2/ Recadrage hiérarchique

Un recadrage hiérarchique, n’excédant pas l’exercice normal de l’autorité et sans effet médical direct, ne constitue pas un accident de service (TA Caen, 12 septembre 2023, n° 2102598).

Faits

Un agent qui a été recruté en 2007 par le centre hospitalier Aunay-Bayeux comme aide-soignant, exerce ses fonctions à l'unité psychiatrique sur un poste de nuit. Le 23 janvier 2017, il a été placé en congé maladie avec un diagnostic de syndrome dépressif réactionnel. Il soutient qu'il a été victime d'un accident de service le 17 janvier 2017 à la suite d'un courrier qui lui a été adressé le même jour par son employeur. Estimant que son état dépressif était lié au service, il a demandé, le 7 février 2017, au centre hospitalier, de reconnaître l'existence d'un accident de service survenu le 17 janvier 2017, ce qui lui a été refusé.

Droit applicable

Constitue un accident de service, un événement survenu à une date certaine, par le fait ou à l'occasion du service, dont il est résulté une lésion, quelle que soit la date d'apparition de celle-ci. Sauf à ce qu'il soit établi qu'il aurait donné lieu à un comportement ou à des propos excédant l'exercice normal du pouvoir hiérarchique, lequel peut conduire le supérieur hiérarchique à adresser aux agents des recommandations, remarques, reproches ou à prendre à leur encontre des mesures disciplinaires, un entretien, notamment d'évaluation, entre un agent et son supérieur hiérarchique, ne saurait être regardé comme un événement soudain et violent susceptible d'être qualifié d'accident de service, quels que soient les effets qu'il a pu produire sur l'agent.

Discussion

Par un courrier du 17 janvier 2017, le centre hospitalier a rappelé de manière ferme à l’agent ses obligations en matière d'exercice de son droit de grève, l’agent n'ayant pas observé le délai de prévenance pour faire grève les nuits des 11 et 12 janvier 2017, et l'a, en outre, informé qu'il travaillerait de jour à compter du 1er mars 2017.

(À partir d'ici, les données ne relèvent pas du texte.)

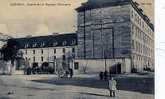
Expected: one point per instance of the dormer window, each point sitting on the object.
(55, 43)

L’agent a été placé, à la suite de cet épisode, en congé maladie du 23 janvier au 4 septembre 2017. Toutefois, il ne ressort d'aucune des pièces du dossier que le syndrome anxio-dépressif dont il souffre présenterait un caractère de soudaineté. L’agent est entré en conflit avec la direction du centre hospitalier à partir du mois de mars 2016, en raison des conditions d'exercice de son droit de grève. Le courrier du 17 janvier 2017 n'a pas excédé l'exercice normal du pouvoir hiérarchique. Il n’est pas à l'origine du développement de la pathologie dès lors que l’agent a réceptionné le courrier le 18 janvier 2017, soit le lendemain et non le jour même, et qu'il n'a été en arrêt de travail que le 23 janvier suivant.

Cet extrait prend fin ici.